Quelques mois après la première présentation, les pièces sont raccrochées – plus simplement –
dans le cadre de la biennale de design de Saint-Étienne. Plus grande visibilité et finalement
meilleure lisibilité des projets. La manifestation est aujourd'hui devenue un rendez-vous
incontournable des professionnels, même si la qualité n'est pas toujours au rendez-vous. De
fait, les objets dénotent dans le panorama offert et retiennent d'emblée l'attention. Aussi, viendra
l'année suivante l'exposition à la Chaufferie à Strasbourg, puis à nouveau une proposition
pour la galerie Roger Tator, une autre pour la chapelle du Carmel à Chalon-sur-Saône et plusieurs
commandes dans le même temps pour des projets alliant musique et design. C'est dans ce
contexte qu'apparaît en 2004
Le kiosque électronique, un kiosque à musique d'un nouveau genre,
structure d'écoute au casque démontable et nomade qui voyage dans les festivals dédiés et les
espaces d'exposition (il intègre en 2007 la collection du Frac Île-de-France). De la même manière,
Icosajack, créé en 2007 pour l'exposition
Sounds of Music au Musée des beaux-arts de Courtrai en
Belgique, est une déclinaison du principe d'écoute précédent, dédié cette fois à la diffusion d'archives
numériques et dont la forme fait encore plus écho à la sculpture minimale. À chaque fois,
le propos artistique tourne autour des mêmes questions de la production de formes nouvelles
(ou non) et les contributions s'élargissent d'autant à de nouveaux participants. Si l'artiste
Lilian
Bourgeat, proche des protaganistes de Cocktail Designers, avait inauguré cette forme d'invitation,
d'autres artistes tels que
Petra Mrzyk et Jean-François Moriceau, Jeppe Hein ou
Pierre Beloüin collaborent aujourd'hui avec le collectif sur des projets spécifiques.

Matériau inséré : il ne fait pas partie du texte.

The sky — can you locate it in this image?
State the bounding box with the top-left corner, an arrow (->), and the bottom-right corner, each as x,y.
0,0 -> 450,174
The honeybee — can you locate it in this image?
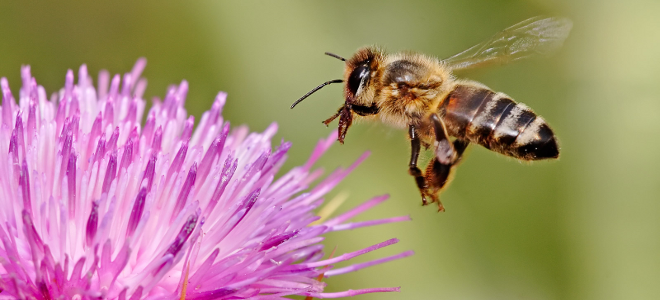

Au-delà d'une logique d'éditeur, Cocktail Designers, comme son nom l'indique bien, est avant
tout un formidable attribut patronymique pour signer des projets dont la paternité, et plus
encore le statut, qu'il fasse appel au langage de l'art, de l'architecture ou du design, échappe à
toute classification ou enfermement qui risquerait d'en brider la portée.